Da 55 anni, Vittorio Feltri è sposato con Enoe Bonfanti, una donna di 85 anni che ha scelto di vivere lontana dai riflettori. Insieme hanno avuto due figli, Mattia e FiorenzaNonostante i numerosi tradimenti del marito, Enoe non ha mai lasciato Feltri, spiegando con brutalità: “Non ero indipendente economicamente, dove andavo? E poi non avrei mai voluto che i nostri figli crescessero lontani da lui”. I due si conobbero quando lei aveva 30 anni e frequentava un altro uomo. Feltri era allora un giovane senza grandi mezzi, ma la sua determinazione conquistò Enoe, nonostante l’opposizione della madre di lei. Malgrado tutto, la coppia ha mantenuto nel tempo un proprio equilibrio. Come raccontato da Enoe: “La domenica usciamo per prendere i giornali e andiamo al Bar Basso per il caffè e l’aperitivo, tenendoci per mano”.

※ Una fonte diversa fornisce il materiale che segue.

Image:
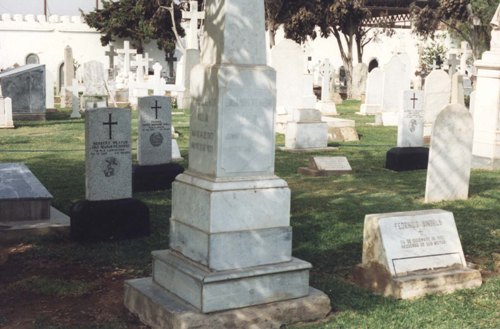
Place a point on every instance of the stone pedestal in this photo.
(230, 234)
(486, 143)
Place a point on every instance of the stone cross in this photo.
(111, 53)
(171, 59)
(325, 70)
(453, 62)
(193, 15)
(141, 63)
(126, 51)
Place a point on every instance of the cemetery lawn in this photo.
(55, 283)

Feltri stesso ha definito i suoi tradimenti “diversificazioni”, minimizzando le sue infedeltà come “sciocchezze”. Enoe, però, ha descritto queste situazioni come estremamente fastidiose: “Giurava di non farlo più, ma giurava il falso. Diceva che erano cose da nulla“. Nonostante il dolore causato da queste “diversificazioni”, la moglie ha scelto di restare accanto al marito, trovando anche un’indipendenza lavorativa anni dopo, quando iniziò a lavorare a Rete 4. Secondo Enoe non sarebbe stato possibile lasciarlo dopo essere venuta a conoscenza dei momenti di infedeltà del marito: “Mia madre era morta e mio padre viveva in Val Seriana, lì c’erano appena le elementari, che futuro avrei garantito ai nostri figli? E poi non avrei mai voluto che crescessero lontani da lui“.

Non ho mai tradito mia moglie. Lei ogni tanto mi dice “Tu mi hai tradito”, invece io qualche volta ho diversificato. Tradimento vuol dire un coltello infilzato tra le scapole, invece io ho diversificato. Mi sono distratto un attimo, un mese, cinque anni. Ho sempre diversificato. Se l’ho fatto dal primo giorno? Ho sempre diversificato, per rendere la vita meno noiosa
Francesca Fagnani, stasera a Belve, gli ha chiesto se ci sia un accordo con sua moglie: “No, figurati! Ha capito che qualche volta ho diversificato e me lo ha rimproverato. Eh ma non sono mica l’unico che ha diversificato! Mi tratti come se fossi un ladro, un assassino… Se mi sono mai innamorato mentre diversificavo? No, mai. Ma come fa uno a lasciare la moglie con cinque figli a casa. Solo un idiota può pensarlo”.

Prima di Enoe, Vittorio Feltri visse un dramma personale: la morte della sua prima moglie, deceduta durante il parto di due gemelle. Questo evento lo segnò profondamente, lasciandolo in una situazione di grande difficoltà. Fu proprio Enoe a intervenire in suo soccorso, aiutandolo a crescere le figlie e portando stabilità nella sua vita. Feltri non ha mai nascosto la sua gratitudine: “Non potrò mai dimenticare il suo aiuto in quel momento“.